The unmet need for personalized follow-up care due to a wide variety of health burdens after treatment needs to be addressed.
Breast cancer patients need personalized follow up care after breast cancer treatment due to a wide spectrum of varying health burdens, according to a study presented at the European Society for Medical Oncology’s ESMO Breast Cancer Virtual Congress 2021.1
The study was conducted by Kelly de Ligt, PhD, of the division of psychosocial oncology and epidemiology at the Netherlands Cancer Institute at the Antoni van Leeuwenhoek Hospital in Amsterdam, Netherlands, and colleagues.
“We wanted to measure the overall burden on their health-related quality of life and see if any patterns emerged that would better inform us on which individuals require active symptom management,” de Ligt said in an ESMO press release.
Women were selected from the Netherlands Cancer Registry and were 1 to 5 years out from a stage I to stage III breast cancer diagnosis that was surgically treated with or without adjuvant treatment. Researchers asked 404 breast cancer survivors about their post-treatment experience with pain, nausea, fatigue, shortness of breath, appetite, constipation, diarrhea, insomnia, and cognitive and emotional symptoms.
Researchers analyzed women’s answers, and reported 3 subgroups based on women's responses, classifying them as having low, intermediate, or high symptom burdens. Nearly 1/3 of women belonged to the low burden group and were less affected than the representative sample of 1,300 Dutch women who had filled out the researcher’s questionnaire.1 In the ESMO press release, de Ligt said she was pleasantly surprised that this group of women was doing better than that representative sample.

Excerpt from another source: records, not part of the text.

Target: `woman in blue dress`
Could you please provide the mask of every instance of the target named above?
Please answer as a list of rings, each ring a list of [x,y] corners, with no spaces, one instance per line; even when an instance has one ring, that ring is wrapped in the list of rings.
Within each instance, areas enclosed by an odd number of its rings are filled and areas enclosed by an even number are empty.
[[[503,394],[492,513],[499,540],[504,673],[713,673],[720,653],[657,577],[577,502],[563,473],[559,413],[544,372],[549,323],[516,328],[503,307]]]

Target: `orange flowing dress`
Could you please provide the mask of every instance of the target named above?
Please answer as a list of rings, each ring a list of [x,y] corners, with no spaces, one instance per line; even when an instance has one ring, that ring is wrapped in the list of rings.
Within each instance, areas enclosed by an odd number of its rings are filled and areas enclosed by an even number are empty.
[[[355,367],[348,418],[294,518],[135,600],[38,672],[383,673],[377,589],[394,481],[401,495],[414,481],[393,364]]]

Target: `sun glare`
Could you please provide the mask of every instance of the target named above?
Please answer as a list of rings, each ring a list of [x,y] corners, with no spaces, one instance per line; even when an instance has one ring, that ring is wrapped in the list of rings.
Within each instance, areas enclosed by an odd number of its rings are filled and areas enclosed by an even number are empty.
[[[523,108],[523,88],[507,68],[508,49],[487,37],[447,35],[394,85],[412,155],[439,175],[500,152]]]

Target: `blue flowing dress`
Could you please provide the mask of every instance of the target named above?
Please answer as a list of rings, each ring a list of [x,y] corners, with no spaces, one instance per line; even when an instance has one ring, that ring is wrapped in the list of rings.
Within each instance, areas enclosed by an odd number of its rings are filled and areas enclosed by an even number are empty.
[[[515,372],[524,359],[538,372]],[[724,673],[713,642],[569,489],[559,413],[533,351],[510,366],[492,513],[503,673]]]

Fifty-five percent of women fell into the intermediate burden category, researchers said, adding that their results were similar to the representative sample. However, the intermediate group reported slightly worse insomnia, fatigue, and cognitive symptoms.1
Fifteen percent of the women were in the high burden group, with 1 in 6 reporting worse symptoms than the representative sample.1 “The differences, ranging between 15 and 20 percentage points, were large enough to be considered not just statistically significant, but clinically relevant as well,” de Ligt said in the release. Patients with heart disease, diabetes, and other comorbidities were more likely to be in the high burden group, researchers said.1 de Ligt said the association was so strong that researchers were unable to connect the level of symptom burden with the type of treatment patients had received.
“However, because we measured symptom burden and comorbidities at the same time in the study, we cannot draw conclusions from these findings alone. Future research should attempt to measure patients’ health-related quality of life through Patient Reported Outcome Measures (PROMs) before the start of treatment for breast cancer and afterward to allow us to measure the effect of the therapy,” de Ligt commented.
Another study that looked at 621 breast cancer survivors treated between 2003- 2013 at Oulu University Hospital in Finland showed the need for personalized care.2 That study found only 25% of cancer recurrences were detected during pre-planned control visits, according to the ESMO release. In addition, more than half of recurrences in 95 cases were found when the patient contacted their physician with new symptoms, most often pain.
Breast cancer expert Nadia Harbeck, MD, PhD, head of the Breast Center at LMU University Hospital of Munich, Germany, and who is unaffiliated with either study, commented in the ESMO press release on the findings. She said, “Gathering data from a larger group of women could help us to gain more insight, and it would be interesting to see this study reproduced in other countries to ascertain whether there are also cultural and social factors impacting patients’ answers.”
In an interview with Contemporary OB/GYN®, de Ligt said that while previous studies have examined these symptoms as separate, independent items, survivors usually experience multiple symptoms that can add up. “We therefore studied the overall symptom burden in breast cancer survivors and tried to identify patterns in this. We believe this may be more relevant, as currently the needs of breast cancer survivors are not fully met and there is a growing demand for personalized follow-up care,” de Ligt said.
De Ligt noted that the first practical step towards care personalization is that providers need to be able to detect these needs. “Regular assessment with Patient Reported Outcome Measures (PROMs) before the start of treatment for breast cancer and afterwards up can play an important part of regular clinical care in detecting bothersome symptoms in patients. We are currently implementing regular PROM assessment in our daily clinical practice at the Netherlands Cancer Institute in Amsterdam,” she said.
For next steps in research towards personalized care, de Ligt said that finding out which patient and treatment characteristics are associated with symptom burden would be helpful. “Ideally, health care providers would want to know early in the care process which follow-up arrangements would probably serve their patients. Patients with comorbidities may be served better by follow-up arrangements that are sensitive to their more complex, comorbid health status. However, because we measured symptom burden and comorbidities at the same time in the study, we cannot draw conclusions from these findings alone. Regular assessment with PROMs before the start of treatment for breast cancer and afterwards up to several years will also allow us to better measure the effect of treatment,” de Ligt said.